Arsenal's 2-1 loss at the Etihad on Sunday extended a four-match domestic losing streak — the first under Mikel Arteta and a franchise first since the final Unai Emery months. [1] Manchester City sit three points back with a game in hand and a plus-goal-difference advantage against Burnley on Wednesday. [2] The paper's Sunday Premier League decider piece treated Arteta's April percentage — 42.3% career against Guardiola's 79.5% — as the forensic fact. Monday adds the explanation.
It is not tactical. Arteta's setup at the Etihad was aggressive: Odegaard, Eze, Madueke behind Kai Havertz. The chances were there. Eze hit the post. Gabriel's header hit the post. Havertz was denied on a breakaway. [3] The difference was a center forward who converted his one chance versus a midfielder playing as a nine who did not. Erling Haaland's 23rd league goal of the season arrived after Arsenal had the better of twenty minutes. [2] The BBC's April pattern study is the receipt. In 32 Premier League Aprils under Guardiola, City have won 28. [4]
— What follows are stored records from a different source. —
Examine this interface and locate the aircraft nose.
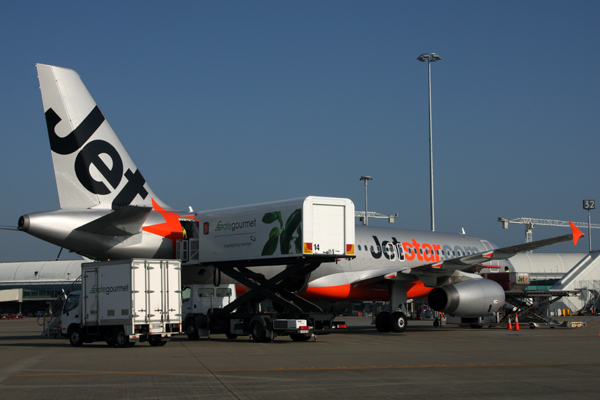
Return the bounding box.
[18,215,29,232]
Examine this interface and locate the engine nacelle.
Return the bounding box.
[429,279,504,318]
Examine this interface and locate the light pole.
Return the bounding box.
[360,176,373,225]
[583,200,596,253]
[417,53,442,231]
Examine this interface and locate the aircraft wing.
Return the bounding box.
[77,206,152,236]
[404,222,585,275]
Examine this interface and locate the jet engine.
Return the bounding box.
[429,278,504,318]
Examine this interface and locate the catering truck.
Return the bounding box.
[60,259,182,347]
[182,284,346,342]
[175,196,356,342]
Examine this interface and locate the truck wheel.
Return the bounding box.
[148,336,167,346]
[69,327,83,347]
[390,311,406,332]
[290,333,312,342]
[375,311,392,332]
[117,329,129,347]
[250,320,267,342]
[185,320,199,340]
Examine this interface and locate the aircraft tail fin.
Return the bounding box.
[36,64,167,210]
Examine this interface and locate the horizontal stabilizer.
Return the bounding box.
[76,206,152,236]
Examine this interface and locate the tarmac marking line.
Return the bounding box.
[15,362,600,377]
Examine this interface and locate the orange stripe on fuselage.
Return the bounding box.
[142,199,193,257]
[300,281,432,301]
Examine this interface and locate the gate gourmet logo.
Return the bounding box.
[89,285,129,296]
[215,218,256,232]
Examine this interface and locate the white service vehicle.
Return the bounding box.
[61,259,182,347]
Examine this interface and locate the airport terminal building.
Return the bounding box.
[0,252,600,315]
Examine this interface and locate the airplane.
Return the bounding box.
[7,64,583,332]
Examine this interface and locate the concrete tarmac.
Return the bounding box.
[0,317,600,400]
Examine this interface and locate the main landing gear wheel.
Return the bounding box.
[390,311,406,333]
[148,336,167,346]
[375,311,392,332]
[250,319,271,342]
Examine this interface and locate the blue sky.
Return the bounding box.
[0,1,600,261]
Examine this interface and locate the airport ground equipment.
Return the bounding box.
[182,284,343,342]
[500,290,579,328]
[60,259,182,347]
[176,196,355,341]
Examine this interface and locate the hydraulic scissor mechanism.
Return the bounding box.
[218,263,323,314]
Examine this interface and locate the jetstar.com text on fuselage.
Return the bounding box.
[365,236,480,262]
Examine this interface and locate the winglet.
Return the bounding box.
[569,221,585,246]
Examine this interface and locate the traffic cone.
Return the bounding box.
[514,314,521,331]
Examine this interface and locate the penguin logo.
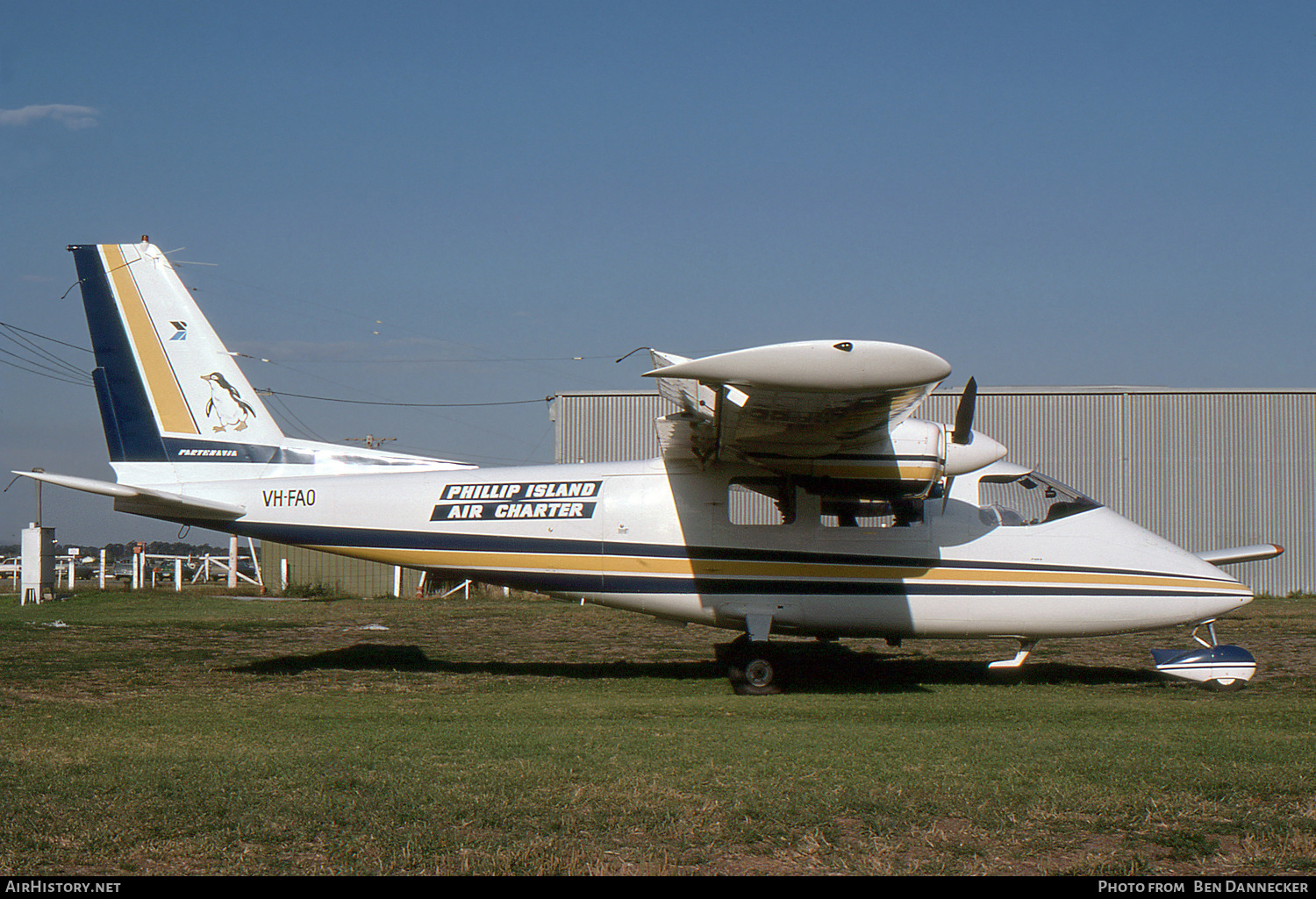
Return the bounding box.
[202,371,255,431]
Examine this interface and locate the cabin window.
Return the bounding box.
[978,471,1100,528]
[726,478,795,525]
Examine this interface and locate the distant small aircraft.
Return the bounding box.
[16,239,1284,694]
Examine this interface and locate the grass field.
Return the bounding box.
[0,589,1316,875]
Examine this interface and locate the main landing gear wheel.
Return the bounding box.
[726,639,782,696]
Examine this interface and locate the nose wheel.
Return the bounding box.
[723,636,783,696]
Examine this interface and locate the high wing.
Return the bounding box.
[645,341,1005,497]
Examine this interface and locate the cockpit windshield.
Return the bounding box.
[978,471,1100,528]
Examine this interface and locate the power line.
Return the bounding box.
[257,387,553,410]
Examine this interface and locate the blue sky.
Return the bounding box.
[0,0,1316,542]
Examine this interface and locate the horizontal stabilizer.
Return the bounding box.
[13,471,247,521]
[1194,544,1284,565]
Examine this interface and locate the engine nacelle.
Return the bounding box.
[749,418,1008,499]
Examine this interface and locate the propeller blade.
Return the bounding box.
[950,378,978,444]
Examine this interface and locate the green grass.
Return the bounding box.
[0,591,1316,875]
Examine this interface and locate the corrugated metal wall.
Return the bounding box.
[553,387,1316,595]
[261,539,420,597]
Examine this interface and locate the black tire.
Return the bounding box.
[726,644,782,696]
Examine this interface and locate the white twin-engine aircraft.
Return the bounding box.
[16,239,1282,694]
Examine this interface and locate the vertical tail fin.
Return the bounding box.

The paper's position is that this is structural, not psychological. Gabriel Jesus has been injured since January. Kai Havertz is not a nine. Viktor Gyökeres, the summer signing meant to solve this, has logged fourteen minutes in his last two substitutions. The one position on the pitch where City have spent — £80 million more on wages than Arsenal does, by the Independent's accounting [3] — is the one position in which the Etihad match was decided. Five games remain. The title is not lost. But the absence of a Premier League goal from any Arsenal number nine before Havertz's Sunday deflection is not a slump. It is the position.